She mocked him now –from the television– two people on a sitcom were arguing about a musket:

Dana:
Guns kill people, Sam. They’re macho and they’re redneck.
  And they’re disgusting, and frankly, despite all your faults—

Sam:
The world isn’t really like that, Dana. It’s a more interesting place than that.

Dana:
Than what?

Sam:
Black and white.
   Here. 

Dana:
You’re a member of the anti-handgun coalition?

Sam:
Francis Marion was a farmer from South Carolina, Unschooled, unsophisticated, but when the king sent his army to terrorize the colonists, who wanted nothing more glamorous than their birthright, Marion and 100 other farmers fought them off with this. They stood up to the British Empire. With that crappy piece of tin.
You’ve got to learn to separate the stuff …From the stuff.
 

Harvey had accepted that life was duality, male and female, 1s and 0s, night and day, life and death, and yes BLACK and WHITE.  Everything was 50-50 and it took only a flip of the coin, an exercise of faith in Fate, to decide. She betrayed him.

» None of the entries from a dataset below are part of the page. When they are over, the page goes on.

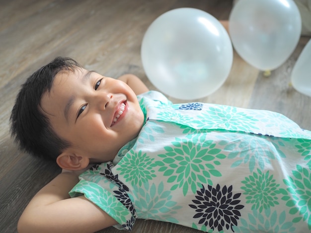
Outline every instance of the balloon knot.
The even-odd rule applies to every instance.
[[[263,72],[263,76],[265,77],[269,77],[271,75],[271,71],[270,70],[265,70]]]

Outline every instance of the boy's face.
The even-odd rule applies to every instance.
[[[41,107],[56,134],[72,143],[70,152],[91,162],[112,160],[144,121],[129,86],[83,68],[57,74]]]

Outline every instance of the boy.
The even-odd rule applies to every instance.
[[[26,207],[20,233],[130,231],[137,218],[209,232],[311,229],[311,132],[276,113],[172,105],[134,75],[58,58],[27,80],[11,121],[22,148],[64,170]]]

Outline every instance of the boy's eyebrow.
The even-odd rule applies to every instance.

Life was not black and white. And if it wasn’t black and white, it couldn’t be decided by the coin.  And as he sat at the mirror trying to decide whether to shoot his reflection or himself, the television mocked him.  He could shoot himself or his reflection—he did the impossible and opted for the third choice. He shot the television.

 

This time it was Alfred who interrupted Bruce’s workout—with a soft cough rather than hazardous pranks with the practice dummy.  He informed Master Bruce there was a visitor waiting upstairs.  Entering the study, Bruce was surprised to discover the visitor was Selina.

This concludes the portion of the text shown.